Onondaga County residents speak out against 'Trash to Ash' plan
Opponents to a trash to ash plan between Onondaga and Cortland Counties had their say at an informational meeting on the environmental impact of the proposed move in the town of DeWitt last night.
The plan would truck garbage from Cortland County to Onondaga County’s trash burner in Jamesville, then return the ash to the Cortland County landfill. Many of the people who testified at the meeting had been involved in the fierce debate over whether the plant should have been built in the first place 20 years ago, and remembered the promises made to placate a community.
“Since that time the county legislature has slowly removed all of the safeguards, put in place during the initial process," said Jamesville resident Dennis Payne. "The Citizens Advisory Committee was ended. And then the offsite monitoring committee. So now we must rely on Covanta’s yearly air purity test, to insure the purity of the emissions from the incinerator,” he said.

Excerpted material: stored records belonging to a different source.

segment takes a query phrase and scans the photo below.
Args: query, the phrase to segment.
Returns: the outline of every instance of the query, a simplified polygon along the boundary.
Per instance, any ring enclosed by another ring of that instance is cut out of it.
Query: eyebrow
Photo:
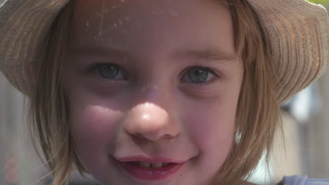
[[[113,48],[104,48],[101,46],[84,46],[75,48],[73,53],[82,55],[93,56],[122,56],[131,57],[130,53],[126,50]],[[215,47],[209,47],[202,50],[176,50],[170,55],[175,59],[193,59],[196,60],[221,60],[230,62],[236,60],[238,55],[235,53],[219,50]]]
[[[177,51],[173,55],[178,58],[192,57],[195,60],[225,60],[227,62],[236,60],[238,58],[238,55],[236,53],[224,51],[214,47],[203,50]]]

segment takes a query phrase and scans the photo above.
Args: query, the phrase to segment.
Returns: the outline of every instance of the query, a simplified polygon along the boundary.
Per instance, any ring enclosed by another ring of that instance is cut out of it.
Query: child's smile
[[[92,1],[92,3],[91,3]],[[234,139],[243,81],[216,1],[76,1],[70,123],[102,184],[207,184]]]

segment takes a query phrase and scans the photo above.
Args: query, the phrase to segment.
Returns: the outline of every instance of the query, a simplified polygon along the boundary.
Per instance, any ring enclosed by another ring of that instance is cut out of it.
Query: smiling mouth
[[[143,161],[133,161],[130,163],[134,163],[134,165],[138,165],[140,167],[143,167],[146,168],[161,168],[162,167],[166,167],[171,164],[171,163],[146,163]]]
[[[177,173],[186,164],[186,163],[152,163],[145,161],[117,162],[122,169],[134,178],[139,180],[148,181],[157,181],[167,179]]]

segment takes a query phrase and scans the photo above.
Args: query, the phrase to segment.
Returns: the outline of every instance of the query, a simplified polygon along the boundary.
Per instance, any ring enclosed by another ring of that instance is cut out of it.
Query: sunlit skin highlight
[[[209,184],[233,141],[243,76],[228,11],[215,1],[80,0],[75,14],[66,88],[86,170],[104,185]],[[98,72],[112,63],[122,78]],[[189,81],[193,67],[214,75]],[[132,156],[187,162],[143,181],[115,161]]]

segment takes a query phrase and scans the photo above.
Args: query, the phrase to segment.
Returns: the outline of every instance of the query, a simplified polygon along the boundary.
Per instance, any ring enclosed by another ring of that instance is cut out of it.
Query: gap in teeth
[[[143,161],[133,161],[134,164],[139,165],[143,167],[148,168],[160,168],[162,167],[167,166],[170,163],[150,163]]]

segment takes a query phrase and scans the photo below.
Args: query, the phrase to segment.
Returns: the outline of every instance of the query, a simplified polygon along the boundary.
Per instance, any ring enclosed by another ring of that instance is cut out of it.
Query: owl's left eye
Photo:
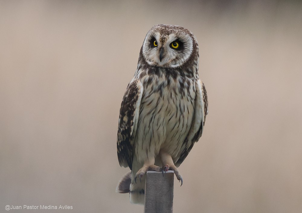
[[[175,49],[177,49],[179,46],[179,43],[177,41],[173,41],[171,43],[171,46]]]

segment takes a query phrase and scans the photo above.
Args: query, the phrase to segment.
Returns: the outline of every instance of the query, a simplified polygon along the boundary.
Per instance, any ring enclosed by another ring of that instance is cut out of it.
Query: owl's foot
[[[173,171],[177,180],[179,180],[180,182],[182,182],[182,184],[180,185],[181,186],[183,182],[182,177],[179,172],[178,171],[177,168],[174,165],[174,163],[173,162],[173,160],[172,160],[171,155],[167,152],[162,150],[161,150],[159,151],[159,154],[160,155],[162,163],[163,165],[163,169],[164,171],[167,172],[169,170]]]
[[[181,186],[183,182],[182,177],[178,171],[178,170],[177,169],[177,168],[174,166],[174,164],[171,166],[169,166],[169,165],[168,164],[166,164],[164,167],[164,171],[165,172],[167,172],[169,170],[172,170],[174,172],[174,173],[175,174],[176,178],[179,181],[179,182],[182,182],[182,183],[180,184],[180,186]]]
[[[152,171],[155,171],[156,172],[161,172],[162,173],[162,175],[164,175],[164,171],[159,167],[155,166],[154,165],[144,165],[140,169],[138,170],[135,175],[135,176],[134,178],[134,181],[136,183],[136,179],[138,177],[140,178],[140,183],[142,183],[142,178],[146,174],[147,171],[151,170]]]

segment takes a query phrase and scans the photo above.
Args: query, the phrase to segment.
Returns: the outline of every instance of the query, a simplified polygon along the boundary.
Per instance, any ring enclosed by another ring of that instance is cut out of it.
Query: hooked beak
[[[164,57],[163,52],[164,49],[162,47],[159,50],[159,61],[160,61],[161,62],[162,62],[162,60],[163,58]]]

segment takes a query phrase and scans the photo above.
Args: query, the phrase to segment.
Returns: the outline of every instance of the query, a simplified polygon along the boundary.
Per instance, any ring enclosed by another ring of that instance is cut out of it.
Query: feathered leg
[[[178,171],[178,170],[174,164],[171,155],[167,152],[162,150],[159,152],[159,155],[162,159],[162,169],[165,172],[169,170],[174,171],[174,173],[177,180],[179,180],[180,182],[180,181],[182,182],[182,184],[180,185],[181,186],[182,185],[183,183],[182,177]]]

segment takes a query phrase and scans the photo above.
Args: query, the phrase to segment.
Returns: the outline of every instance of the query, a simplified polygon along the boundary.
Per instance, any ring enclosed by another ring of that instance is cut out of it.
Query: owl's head
[[[180,67],[192,55],[195,59],[198,59],[198,46],[195,36],[188,30],[176,25],[153,27],[146,36],[142,52],[149,65],[160,67]]]

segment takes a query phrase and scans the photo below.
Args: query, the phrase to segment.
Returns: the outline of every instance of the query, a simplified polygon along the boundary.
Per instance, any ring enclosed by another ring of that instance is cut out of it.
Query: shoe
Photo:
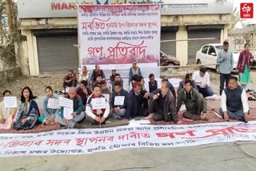
[[[75,128],[75,129],[81,129],[81,128],[82,128],[82,126],[81,126],[81,125],[80,125],[80,124],[78,124],[78,123],[75,123],[75,124],[74,124],[74,128]]]

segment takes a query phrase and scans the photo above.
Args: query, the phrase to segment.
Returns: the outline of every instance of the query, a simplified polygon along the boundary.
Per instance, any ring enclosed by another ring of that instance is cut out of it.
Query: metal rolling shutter
[[[161,41],[176,40],[176,27],[162,27],[161,31]],[[166,54],[176,57],[176,41],[161,42],[161,51]]]
[[[66,72],[78,68],[78,37],[37,37],[39,72]]]
[[[198,50],[206,44],[220,43],[220,29],[204,29],[204,30],[189,30],[188,38],[214,38],[214,39],[202,39],[188,41],[188,63],[195,63],[195,56]]]

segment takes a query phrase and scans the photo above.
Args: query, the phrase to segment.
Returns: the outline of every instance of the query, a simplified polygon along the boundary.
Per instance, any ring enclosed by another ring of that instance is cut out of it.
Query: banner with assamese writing
[[[78,6],[81,66],[94,69],[157,67],[160,58],[159,5]]]
[[[0,157],[84,154],[127,148],[181,147],[255,140],[256,121],[63,129],[1,134]]]

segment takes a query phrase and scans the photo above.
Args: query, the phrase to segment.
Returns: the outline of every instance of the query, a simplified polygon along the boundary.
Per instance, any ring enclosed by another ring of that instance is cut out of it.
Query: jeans
[[[220,74],[219,76],[219,95],[222,94],[222,91],[224,89],[224,83],[226,82],[226,86],[228,85],[229,78],[231,76],[231,73],[226,74]]]
[[[222,108],[219,109],[219,114],[221,115],[221,117],[224,117],[224,112]],[[248,111],[247,114],[250,114],[250,110]],[[236,112],[230,112],[227,110],[227,115],[230,119],[235,119],[235,120],[246,122],[245,116],[242,109]]]
[[[210,86],[201,88],[200,86],[197,86],[197,87],[198,87],[199,93],[202,94],[203,97],[206,97],[208,96],[212,96],[214,93],[213,89],[210,89]]]
[[[70,128],[74,128],[74,124],[76,122],[81,121],[84,117],[86,114],[84,112],[81,112],[80,114],[78,114],[77,116],[74,117],[73,119],[69,120],[67,122],[65,122],[63,118],[61,116],[57,115],[55,119],[58,121],[58,123],[68,126]]]

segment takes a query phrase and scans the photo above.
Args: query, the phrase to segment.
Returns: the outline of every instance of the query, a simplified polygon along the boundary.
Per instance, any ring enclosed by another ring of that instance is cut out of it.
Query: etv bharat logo
[[[240,3],[240,18],[254,18],[254,3]]]

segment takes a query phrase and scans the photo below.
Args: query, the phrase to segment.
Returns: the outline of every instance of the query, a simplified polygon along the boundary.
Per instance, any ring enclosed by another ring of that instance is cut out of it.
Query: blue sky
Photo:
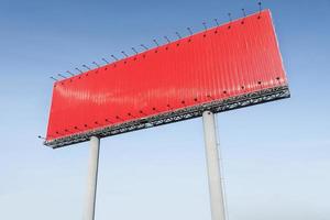
[[[257,10],[256,1],[0,0],[0,219],[81,219],[88,144],[53,151],[52,75],[163,35]],[[230,220],[330,216],[330,1],[270,8],[292,98],[218,114]],[[210,219],[201,119],[101,141],[102,219]]]

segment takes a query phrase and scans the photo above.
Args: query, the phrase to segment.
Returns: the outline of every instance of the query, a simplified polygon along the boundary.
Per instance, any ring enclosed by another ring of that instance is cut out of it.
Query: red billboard
[[[288,96],[264,10],[56,81],[45,144],[58,147]]]

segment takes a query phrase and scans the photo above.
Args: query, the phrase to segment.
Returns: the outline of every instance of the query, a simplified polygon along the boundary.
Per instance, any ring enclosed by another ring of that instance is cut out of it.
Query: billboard
[[[45,145],[289,97],[264,10],[54,84]]]

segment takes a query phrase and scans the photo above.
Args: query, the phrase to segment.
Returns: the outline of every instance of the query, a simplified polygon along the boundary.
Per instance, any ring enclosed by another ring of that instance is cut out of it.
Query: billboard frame
[[[209,97],[210,101],[206,103],[193,107],[185,107],[175,111],[160,113],[156,116],[145,117],[138,120],[128,121],[118,125],[105,127],[92,131],[81,132],[78,134],[73,134],[51,141],[44,141],[44,145],[50,146],[52,148],[58,148],[89,141],[91,136],[98,136],[101,139],[131,131],[138,131],[141,129],[148,129],[153,127],[198,118],[202,116],[204,111],[219,113],[223,111],[240,109],[248,106],[254,106],[257,103],[275,101],[278,99],[289,97],[290,92],[288,89],[288,85],[261,89],[258,91],[230,97],[228,99],[222,100],[212,100],[212,97]]]

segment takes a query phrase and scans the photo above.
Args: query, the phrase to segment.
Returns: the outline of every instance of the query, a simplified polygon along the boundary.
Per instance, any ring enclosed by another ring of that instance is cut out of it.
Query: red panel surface
[[[55,82],[46,140],[286,84],[265,10]]]

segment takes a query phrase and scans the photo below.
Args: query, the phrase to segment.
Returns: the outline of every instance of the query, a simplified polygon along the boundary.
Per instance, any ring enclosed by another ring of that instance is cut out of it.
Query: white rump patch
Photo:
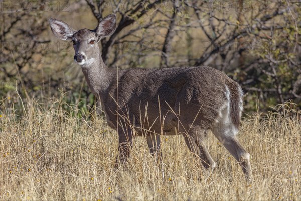
[[[220,135],[234,136],[238,132],[237,128],[232,123],[230,115],[230,96],[229,88],[225,86],[225,95],[226,102],[221,107],[218,118],[215,120],[215,124],[212,129],[214,135],[218,138]]]

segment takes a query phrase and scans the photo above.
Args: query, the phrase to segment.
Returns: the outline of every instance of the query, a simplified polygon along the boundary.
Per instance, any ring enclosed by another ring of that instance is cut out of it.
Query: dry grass
[[[301,200],[301,111],[291,105],[280,106],[282,115],[243,121],[238,137],[253,174],[248,184],[213,135],[212,173],[199,167],[182,136],[162,136],[164,177],[141,137],[127,164],[114,170],[117,134],[95,112],[75,117],[76,106],[68,113],[57,100],[25,104],[27,117],[18,118],[4,106],[7,100],[0,118],[1,200]]]

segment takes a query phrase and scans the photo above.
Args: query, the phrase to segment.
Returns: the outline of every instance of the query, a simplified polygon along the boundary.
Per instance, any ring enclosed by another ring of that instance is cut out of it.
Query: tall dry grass
[[[253,174],[247,183],[213,135],[212,172],[200,167],[182,136],[161,137],[162,169],[136,137],[128,163],[114,169],[117,135],[95,110],[81,117],[62,99],[19,100],[18,116],[7,101],[0,109],[0,200],[301,200],[301,111],[293,104],[243,120],[238,137]]]

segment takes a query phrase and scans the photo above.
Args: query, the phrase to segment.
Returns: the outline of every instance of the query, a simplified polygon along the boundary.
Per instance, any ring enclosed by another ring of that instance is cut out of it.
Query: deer
[[[50,18],[54,35],[71,41],[74,61],[100,102],[108,125],[118,135],[115,166],[129,157],[134,135],[146,137],[152,155],[159,157],[161,135],[182,135],[190,151],[205,169],[216,163],[204,143],[211,131],[251,175],[250,154],[237,137],[243,111],[240,85],[208,66],[116,69],[104,63],[98,42],[116,28],[116,16],[103,18],[94,30],[75,30]]]

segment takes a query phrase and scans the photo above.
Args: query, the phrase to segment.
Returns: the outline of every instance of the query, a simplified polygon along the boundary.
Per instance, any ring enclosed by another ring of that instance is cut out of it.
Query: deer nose
[[[84,60],[84,57],[81,54],[76,54],[75,56],[74,56],[74,59],[78,62],[81,62],[83,60]]]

Covanta is the company that currently operates the plant. Onondaga County is currently in contract negotiations with the company regarding the future of the trash burner. Among other things, residents are worried about the health impacts of adding Cortland County’s trash to the incinerator, suggesting dioxins coming from the plant have already had adverse health effects on residents.
They are also worried that the plant is outdated, with other communities abandoning the incinerator model of trash disposal.
“The plant is an old plant, with an old C.E.M. monitor following an old health risk assessment, following old ideas," said Vicki Baker, a former county legislator and opponent of the plan. "We look to you for fresh sustainable solutions.”
Opponents of the plan are asking that the public comment period in the scoping session be extended through September. County lawmakers say they will consider that. Onondaga County is interested in bringing in more trash to a plant that is underutilized because of the success of the county’s recycling program.